Congress has joined the fight in trying to stop or delay the Department of Labor’s new overtime regulations. This week, the U.S. House of Representatives voted 246 to 177 to delay the effective date of the DOL’s overtime rule by six months until June 1, 2017. This bill faces an uphill battle — first having to pass the Senate and then a very likely Presidential veto.
Given that the bill is unlikely to become law, and given the questionable future of pending court challenges, employers should continue to prepare for the new regulations to be effective on December 1st. We will continue to monitor these challenges and keep you apprised.
This week, 21 states and over 50 business groups filed suit in the Eastern District of Texas challenging the Department of Labor’s new overtime regulations, arguing that the DOL overstepped its authority in establishing the new minimum salary level and the automatic increases to the minimum salary every 3 years.

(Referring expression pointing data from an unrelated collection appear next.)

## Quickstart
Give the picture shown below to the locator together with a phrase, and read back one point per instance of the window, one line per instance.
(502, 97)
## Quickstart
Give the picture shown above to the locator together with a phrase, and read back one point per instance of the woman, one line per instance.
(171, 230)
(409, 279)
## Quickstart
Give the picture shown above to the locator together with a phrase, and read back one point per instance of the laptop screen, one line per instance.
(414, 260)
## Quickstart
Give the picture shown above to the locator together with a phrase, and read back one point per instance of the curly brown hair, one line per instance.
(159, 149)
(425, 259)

The new regulations (which,as we have previously discussed
, more than double the minimum salary requirement for employees to be eligible for the administrative, professional and executive overtime exemptions) have been hotly contested — in Congress and now in the courts. But it is far from clear that any of the efforts to delay or stop the new standards will be effective.
We will continue to monitor these challenges and keep you apprised. However, unless and until a challenge is successful, employers should plan to be ready for the new regulations on December 1st.
Under final overtime regulations set to be published today, the new minimum salary for employees to be exempt from overtime under the “white collar” exemptions will more than double — to $913/week , which is $47,476/year — with further increases every 3 years thereafter, beginning on January 1, 2020. The new regulations will become effective on December 1, 2016.
In a positive development, according to the Department of Labor’s (DOL) overview and summary of the new rule, employers will be permitted to credit bonuses and incentive payments for up to 10% of the new required minimum salary.
According to the DOL’s summary, the new regulations contain the following changes:
- Increase of minimum salary for “white collar” exemptions from $455/week ($23,660/year) to $913/week ($47,476/year) — which is the 40th percentile for full-time salaried workers in the lowest-wage Census region (currently, the South).
- Increase in the salary threshold for the Highly Compensated Employee exemption from $100,000 to $134,000 — which is currently the 90th percentile for full-time salaried workers nationally (note that the Highly Compensated Employee exemption isn’t effective in a number of states, including Illinois).
- Automatic increases in the salary minimums every 3 years, with the first increase effective January 1, 2020. For the regular “white collar” exemptions, the minimum salary will increase the to the 40th percentile for full-time salaried workers in the lowest-wage Census region (estimated to be $51,168 in 2020). For the Highly Compensated Employee exemption, it will increase to the 90th percentile of full-time salaried workers nationally (estimated to be $147,524 in 2020).
- Up to 10% of the minimum salary for the regular “white collar” exemptions can be met with non-discretionary bonuses, incentive pay, or commissions, provided that they are paid at least quarterly.
- The job duties tests remain unchanged.
The Department of Labor estimates that 4.2 million workers will be impacted by the new regulations.
While December seems like a long time away, changes to compensation structures take time. In order to have all options available, companies need to start thinking now (if they haven’t already) about how the new regulations will impact their workforce and how they are going to react. We strongly recommend that you speak with your employment attorney to determine the best course of action for your company.